Welcome to One Busy Momma! The Blog for Busy Moms by one Busy Mom.....

Welcome to my blog. One Busy Momma is my space to rant about my life and the things that happen in it. I have a crazy life - and instead of focusing on the crazy - I like to focus on the funny. Because if I focused on the craziness - well, I'd have been shipped off to an institution long, long ago. And while, I'll admit, there are some days when being institutionalized sounds PRETTY GOOD compared to making ANOTHER diorama at 1am - I'd rather be right where I am - in my messy house with my not so perfect kids making crooked dioramas in the middle of the night.

Wednesday, April 3, 2013

This is FORTY!

Hey Peeps! Happy Easter!! I hope the bunny was good to everyone. He brought my kids their body weight in chocolate as he does every year. So - I must apologize. I have been tres negligent of my beloved blog and I know that for my tens of die-hard fans, that can be a bummer. But never fear - we've got a new post today. And the topic of today's post is...getting older and how much freaking fun that has been!

Many of you know that I turned 40 this past January.....81 days ago to be exact. And in the past 81 days - well, how does one put this? I've begun to fall apart! Not mentally or emotionally. Nope - I still have all of my marbles, the crayons are all sharp and still in the box - but physically? Well, that's another story.

 My journey to 40 started out really, really well. I spent the last week of my 30's in Sin City. That's right - VEGAS baby! If I was going to watch my 30's fizzle out - I was going to do it in style. So PC and I checked into The Wynn...highly recommend it btw... and began a weekend of debauchery!

It started like this:

with some upscale shopping...

sightseeing......

and fine dining....


But somehow, it ended like this:
 
"Hell No! I won't go bitches!!!!"

I guess that's what Vegas can do to a girl.It can take one classy lady and turn her into a hard partying, Cirque du Soleil watching  Momma who REFUSES to get out of her cushy, fluffy white bed that has a view like THIS:

(Really - who wants to leave THAT to go home and do mountains of laundry?)
Did I mention that everything in the room - the lights, tv, DRAPES, the BATHROOM lights - were all controlled by a big remote control panel next to the bed? Oh yes....even the drapes my Peeps. 
Needless to say - a good time was had by all...especially me. 

Forty wasn't looking - or feeling - so bad. Well - let's address the "looking" part before the feeling part...
So after we got home, I had one of those moments that can only be described by the term "watershed". Have you ever looked in the mirror - I mean really stopped and looked in the mirror and said:

 "Holy Mother of GOD! I look AMAZING!" 

Cool - me neither.

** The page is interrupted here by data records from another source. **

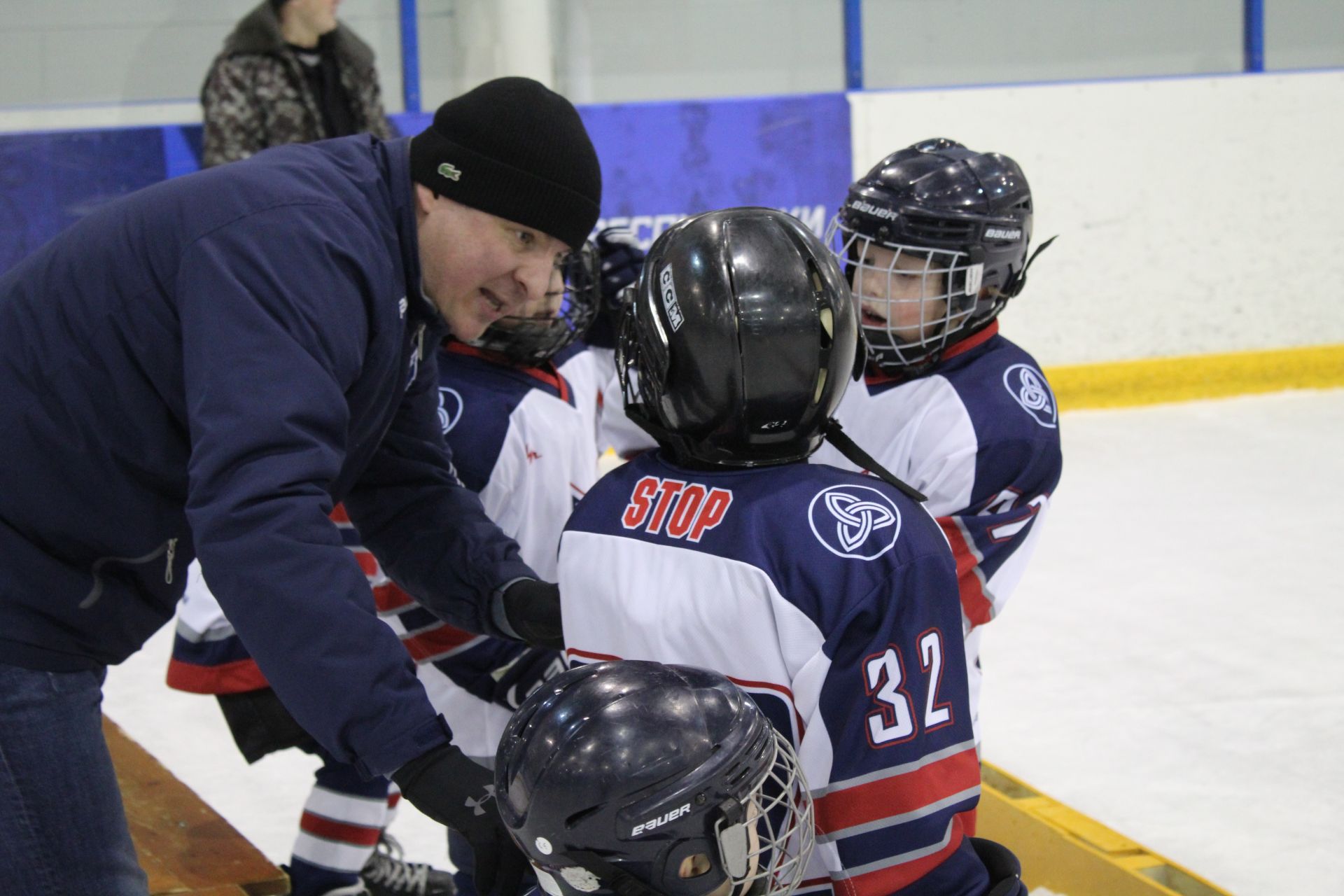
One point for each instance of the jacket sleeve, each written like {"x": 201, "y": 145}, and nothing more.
{"x": 425, "y": 527}
{"x": 273, "y": 327}
{"x": 233, "y": 121}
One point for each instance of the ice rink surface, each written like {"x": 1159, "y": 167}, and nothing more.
{"x": 1170, "y": 665}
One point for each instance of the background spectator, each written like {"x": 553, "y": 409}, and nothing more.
{"x": 288, "y": 74}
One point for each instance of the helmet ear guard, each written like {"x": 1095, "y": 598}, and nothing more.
{"x": 528, "y": 340}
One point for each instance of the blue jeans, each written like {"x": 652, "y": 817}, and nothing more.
{"x": 62, "y": 825}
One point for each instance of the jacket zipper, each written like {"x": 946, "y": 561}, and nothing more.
{"x": 168, "y": 547}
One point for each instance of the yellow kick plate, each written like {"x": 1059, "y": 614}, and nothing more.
{"x": 1065, "y": 852}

No, I had a moment when I returned home where I looked in the mirror and said:

"Hmmmm - when did THAT happen?"
and 
"What in the name of God is THAT?"

Now it's not like I developed a third eye or a second head...but I started noticing some lines and other "things" that I SWEAR were NOT on my face or neck when I left Maryland for my "Forty is Fabulous" trip. Like seriously - they just appeared after the trip like an unwelcome birthday surprise from a creepy ex boyfriend....like herpes or something. While I'd like to believe that this little patch of VERY FINE lines around my eyes and on my neck are an after effect of the dry, dry desert air...me thinks they are not. So - in the past 81 days, I've gone from using skin-care products that say this:

To using skin care products that say this:
Yes, my Peeps, it's true. I now have to ask God for an ACTUAL miracle as I wash my face every morning and night. And, as I dry my wrinkly mug, I also have to ask the Lord to....

avoid creating any MORE fine lines as I sleep. (Laugh if you will - but ALL of these products - plus the entire "When Hope is not Enough" product line are sitting on my bathroom counter as I type.)

Then there is my friend Peri to contend with. You guys remember Peri - my crazy, psychotic new BFF who won't freaking leave me alone? Peri-menopause? She is super, duper fun. And since I turned 40 - she's been ON FIRE! She does CRAZY shit like makes me have these awesome hot flashes 8-19 times A DAY (No joke - worst day ever - 19 full on, dripping sweat down my back into my panties flashes.)  She's been getting funner and funner ever since we got home from Vegas. And by "funner" I mean a lot bitchier. I hate that slutbag. So - I gathered my courage together and finally called the doctor and sweetly cooed:
"Listen up you big lug! DO SOMETHING TO FIX THIS!!!!!!!!!"
And...thankfully - he did. HE is now my new boyfriend - replacing Ray Lewis, Jon Bon Jovi and Steven Tyler...all by suggesting that I add a little Estroven to my life. 

What is that you ask? What is Estroven? Well - simply put - Estroven is Peri's Kryptonite!!!!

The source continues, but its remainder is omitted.